A edição deste ano será guiada por sete eixos temáticos, que organizam as atividades ao longo dos sete dias: Vozes da Poética e da Encantaria, Vozes do Clima e da COP30, Vozes da Diversidade e Inclusão, Vozes da Infância e Juventude, Vozes do Escritor Paraense, Vozes Cabanas e Vozes dos Saberes Ancestrais. A Arena Multivozes, agora no Salão B, será o espaço principal das programações culturais, com debates, rodas de conversa e apresentações artísticas.
Entre os espaços já tradicionais, seguem firmes o Ponto do Autor, o Beco do Artista e a Feira Criativa, que reúnem escritores, quadrinistas, ilustradores e empreendedores da economia criativa local.Durante o lançamento, no Teatro Gasômetro, representantes da Secretaria de Cultura do Estado (SECULT) destacaram a programação, que contará com mais de 100 autores paraenses autografando livros, cerca de 70 convidados nos papos literários e quase 200 estandes de editoras, livrarias e distribuidoras. “A nossa Feira é do livro, mas é também das multivozes, das oralidades amazônicas. Valorizamos os nossos povos e comunidades tradicionais, quilombolas e indígenas”, afirmou a secretária de cultura Ursula Vidal.

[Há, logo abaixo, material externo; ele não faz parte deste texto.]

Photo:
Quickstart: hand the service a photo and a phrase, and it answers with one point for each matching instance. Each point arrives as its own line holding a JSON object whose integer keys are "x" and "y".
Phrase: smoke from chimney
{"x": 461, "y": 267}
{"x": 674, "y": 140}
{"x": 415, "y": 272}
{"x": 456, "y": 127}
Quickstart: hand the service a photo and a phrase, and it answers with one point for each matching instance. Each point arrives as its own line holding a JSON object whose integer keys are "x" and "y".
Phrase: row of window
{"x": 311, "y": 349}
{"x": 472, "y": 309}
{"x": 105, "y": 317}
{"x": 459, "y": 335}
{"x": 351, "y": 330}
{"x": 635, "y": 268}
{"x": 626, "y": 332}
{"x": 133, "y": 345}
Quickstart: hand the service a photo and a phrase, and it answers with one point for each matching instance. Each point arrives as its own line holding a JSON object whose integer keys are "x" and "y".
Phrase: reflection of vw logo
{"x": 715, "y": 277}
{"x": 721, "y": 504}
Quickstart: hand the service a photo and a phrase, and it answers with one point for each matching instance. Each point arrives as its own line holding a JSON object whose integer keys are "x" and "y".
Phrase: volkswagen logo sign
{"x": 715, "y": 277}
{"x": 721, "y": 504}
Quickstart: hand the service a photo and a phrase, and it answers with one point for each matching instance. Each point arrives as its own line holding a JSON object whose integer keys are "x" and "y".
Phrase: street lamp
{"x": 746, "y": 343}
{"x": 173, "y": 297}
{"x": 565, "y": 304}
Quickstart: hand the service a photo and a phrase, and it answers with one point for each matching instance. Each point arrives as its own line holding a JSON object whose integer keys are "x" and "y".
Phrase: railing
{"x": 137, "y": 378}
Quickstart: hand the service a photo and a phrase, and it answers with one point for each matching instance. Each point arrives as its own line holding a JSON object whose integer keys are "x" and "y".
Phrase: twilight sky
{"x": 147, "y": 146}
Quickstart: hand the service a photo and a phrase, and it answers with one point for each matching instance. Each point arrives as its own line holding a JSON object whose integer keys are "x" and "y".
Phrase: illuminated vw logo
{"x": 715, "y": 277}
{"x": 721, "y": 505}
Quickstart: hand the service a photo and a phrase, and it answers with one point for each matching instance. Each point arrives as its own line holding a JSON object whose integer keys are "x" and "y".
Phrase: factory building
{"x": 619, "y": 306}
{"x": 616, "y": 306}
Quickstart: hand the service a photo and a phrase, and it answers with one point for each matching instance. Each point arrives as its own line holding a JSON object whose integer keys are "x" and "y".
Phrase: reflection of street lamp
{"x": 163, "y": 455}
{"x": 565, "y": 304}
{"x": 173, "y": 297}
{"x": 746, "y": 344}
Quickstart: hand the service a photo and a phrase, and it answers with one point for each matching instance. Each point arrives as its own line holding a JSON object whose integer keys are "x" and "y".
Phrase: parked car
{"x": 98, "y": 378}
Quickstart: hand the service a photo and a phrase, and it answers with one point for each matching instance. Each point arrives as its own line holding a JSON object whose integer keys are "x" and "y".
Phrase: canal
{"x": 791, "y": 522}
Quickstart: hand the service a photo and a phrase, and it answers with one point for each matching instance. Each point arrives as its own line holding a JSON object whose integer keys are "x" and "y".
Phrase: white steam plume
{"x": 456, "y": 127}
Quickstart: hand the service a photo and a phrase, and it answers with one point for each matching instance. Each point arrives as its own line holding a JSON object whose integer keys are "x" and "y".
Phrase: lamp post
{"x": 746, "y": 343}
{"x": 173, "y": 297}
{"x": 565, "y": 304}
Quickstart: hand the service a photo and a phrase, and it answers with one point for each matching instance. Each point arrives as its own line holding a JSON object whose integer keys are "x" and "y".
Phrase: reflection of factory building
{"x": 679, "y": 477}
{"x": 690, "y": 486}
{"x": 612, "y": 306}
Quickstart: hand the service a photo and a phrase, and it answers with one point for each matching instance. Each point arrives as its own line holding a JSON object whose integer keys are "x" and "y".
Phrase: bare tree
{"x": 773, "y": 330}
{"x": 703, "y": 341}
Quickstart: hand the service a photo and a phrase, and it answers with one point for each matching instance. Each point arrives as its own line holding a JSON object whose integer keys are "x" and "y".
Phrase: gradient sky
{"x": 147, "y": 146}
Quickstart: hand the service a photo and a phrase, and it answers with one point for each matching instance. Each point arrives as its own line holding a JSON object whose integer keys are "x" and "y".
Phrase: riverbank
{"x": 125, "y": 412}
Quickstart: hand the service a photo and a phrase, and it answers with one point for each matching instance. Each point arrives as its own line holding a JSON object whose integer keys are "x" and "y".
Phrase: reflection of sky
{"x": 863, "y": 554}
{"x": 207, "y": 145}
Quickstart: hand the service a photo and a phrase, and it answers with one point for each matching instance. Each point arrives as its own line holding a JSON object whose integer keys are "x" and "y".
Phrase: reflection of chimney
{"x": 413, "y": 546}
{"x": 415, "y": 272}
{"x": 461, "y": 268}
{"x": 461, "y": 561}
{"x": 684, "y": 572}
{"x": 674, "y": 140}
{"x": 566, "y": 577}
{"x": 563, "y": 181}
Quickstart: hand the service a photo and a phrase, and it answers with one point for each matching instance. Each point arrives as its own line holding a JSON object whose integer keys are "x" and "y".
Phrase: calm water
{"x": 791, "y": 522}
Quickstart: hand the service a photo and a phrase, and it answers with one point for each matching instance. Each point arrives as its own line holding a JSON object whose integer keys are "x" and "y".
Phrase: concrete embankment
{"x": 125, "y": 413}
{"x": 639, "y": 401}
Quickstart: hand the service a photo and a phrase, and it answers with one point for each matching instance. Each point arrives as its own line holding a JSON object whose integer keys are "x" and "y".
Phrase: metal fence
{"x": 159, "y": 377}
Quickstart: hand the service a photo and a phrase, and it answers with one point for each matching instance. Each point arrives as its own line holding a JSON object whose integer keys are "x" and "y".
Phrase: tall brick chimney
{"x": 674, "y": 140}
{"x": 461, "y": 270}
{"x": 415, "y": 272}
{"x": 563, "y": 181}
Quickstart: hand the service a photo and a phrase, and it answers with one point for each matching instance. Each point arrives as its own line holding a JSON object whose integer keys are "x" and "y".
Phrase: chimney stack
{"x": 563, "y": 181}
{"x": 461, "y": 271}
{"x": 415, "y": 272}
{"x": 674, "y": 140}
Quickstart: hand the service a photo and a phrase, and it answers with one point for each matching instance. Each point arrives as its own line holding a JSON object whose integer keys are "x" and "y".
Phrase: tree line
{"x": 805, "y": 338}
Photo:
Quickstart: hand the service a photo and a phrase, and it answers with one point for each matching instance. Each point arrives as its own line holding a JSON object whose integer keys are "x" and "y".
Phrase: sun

Cultura e tradição em letras e ritmosMestre Damasceno, natural da comunidade quilombola do Salvá, em Salvaterra, é uma das principais referências do carimbó e da poesia oral amazônica. Criador do Búfalo-Bumbá de Salvaterra, carrega em sua arte a resistência negra, a força da tradição quilombola e os encantos da natureza marajoara. E Wanda Monteiro, filha do escritor Benedicto Monteiro, é autora de poemas, contos e romances que atravessam a memória, os afetos e as lutas do povo ribeirinho. Sua atuação literária é indissociável do ativismo social e da preservação do legado do pai.
A homenagem a Damasceno e Wanda se estende também aos lançamentos editoriais da Secult. Serão lançadas três obras com o selo da secretaria: “Mestres Damasceno e as Cantorias do Marajó”, de Antonio Carlos Pimentel Jr., voltado ao público infantojuvenil; “Wanda Monteiro – Poesia reunida”, com textos que atravessam o cotidiano e os afetos amazônicos; e a nova edição de “O Homem Rio – A saga de Miguel dos Santos Prazeres”, obra clássica de Benedicto Monteiro, celebrando seu centenário de nascimento.